Metadata-Version: 2.1
Name: quantclean
Version: 0.0.1
Summary: Quantclean is a program that reformats every financial dataset to US Equity TradeBar
Home-page: https://github.com/ssantoshp/quantclean
Author: Santosh Passoubady
Author-email: santoshpassoubady@gmail.com
License: MIT
Platform: UNKNOWN
Description-Content-Type: text/markdown
Requires-Dist: pandas-datareader
Requires-Dist: pandas

# Quantclean 🧹

<strong><em>"Make it cleaner, make it leaner"</em></strong>

Already used by several people working in the quant and finance industries, Quantclean is the all-in-one tool that will help you to reformat your dataset and clean it.

Quantclean is a program that **reformats** every financial dataset to **US Equity TradeBar** (Quantconnect format)

We all faced the problem of reformating or data to a standard. Manual data cleaning is clearly boring and take time. Quantclean is here to help you and to make you life easier as a quant.

Works great with datas from Quandl, Algoseek, Alpha Vantage, yfinance, and many other more...

## Few things you may want to know before getting started 🍉

1) Even if you don't have an open, close, volume, high, low, date column, quantclean will create a blank column for it. No problem!
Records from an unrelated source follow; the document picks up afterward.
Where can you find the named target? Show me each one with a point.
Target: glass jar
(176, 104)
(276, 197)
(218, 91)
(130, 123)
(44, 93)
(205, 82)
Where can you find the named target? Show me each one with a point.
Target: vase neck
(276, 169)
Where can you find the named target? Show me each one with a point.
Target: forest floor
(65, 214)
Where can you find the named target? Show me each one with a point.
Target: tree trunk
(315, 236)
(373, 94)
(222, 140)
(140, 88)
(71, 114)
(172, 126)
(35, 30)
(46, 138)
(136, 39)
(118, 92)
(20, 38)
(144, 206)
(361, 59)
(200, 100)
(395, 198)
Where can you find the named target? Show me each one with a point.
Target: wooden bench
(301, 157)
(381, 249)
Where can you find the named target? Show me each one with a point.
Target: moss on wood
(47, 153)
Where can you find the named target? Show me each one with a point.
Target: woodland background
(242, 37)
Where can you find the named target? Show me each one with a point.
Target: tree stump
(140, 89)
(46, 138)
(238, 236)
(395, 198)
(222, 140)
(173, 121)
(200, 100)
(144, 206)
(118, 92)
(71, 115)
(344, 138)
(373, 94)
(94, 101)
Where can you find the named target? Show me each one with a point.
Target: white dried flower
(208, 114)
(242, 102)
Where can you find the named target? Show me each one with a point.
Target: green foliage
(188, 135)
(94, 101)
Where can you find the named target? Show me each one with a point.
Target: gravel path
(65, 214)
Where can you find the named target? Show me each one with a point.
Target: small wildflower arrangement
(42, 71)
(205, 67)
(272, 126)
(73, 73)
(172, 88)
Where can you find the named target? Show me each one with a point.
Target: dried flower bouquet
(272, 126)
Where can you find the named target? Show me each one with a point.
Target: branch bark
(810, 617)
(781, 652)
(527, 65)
2) The dataframe generated will look like this if you have a date and time column (or if both are on the same column):

| Date| Open | High | Low | Close | Volume
| ----------- | ---------- | --------- | ---------- | --------- | ---------
| 20131001 09:00 | 6448000  | 6448000 | 6448000 | 6448000 | 90

 - Date - String date "YYYYMMDD HH:MM" in the timezone of the data format.
 - Open - Deci-cents Open Price for TradeBar.
 - High - Deci-cents High Price for TradeBar.
 - Low - Deci-cents Low Price for TradeBar.
 - Close - Deci-cents Close Price for TradeBar.
 - Volume - Number of shares traded in this TradeBar.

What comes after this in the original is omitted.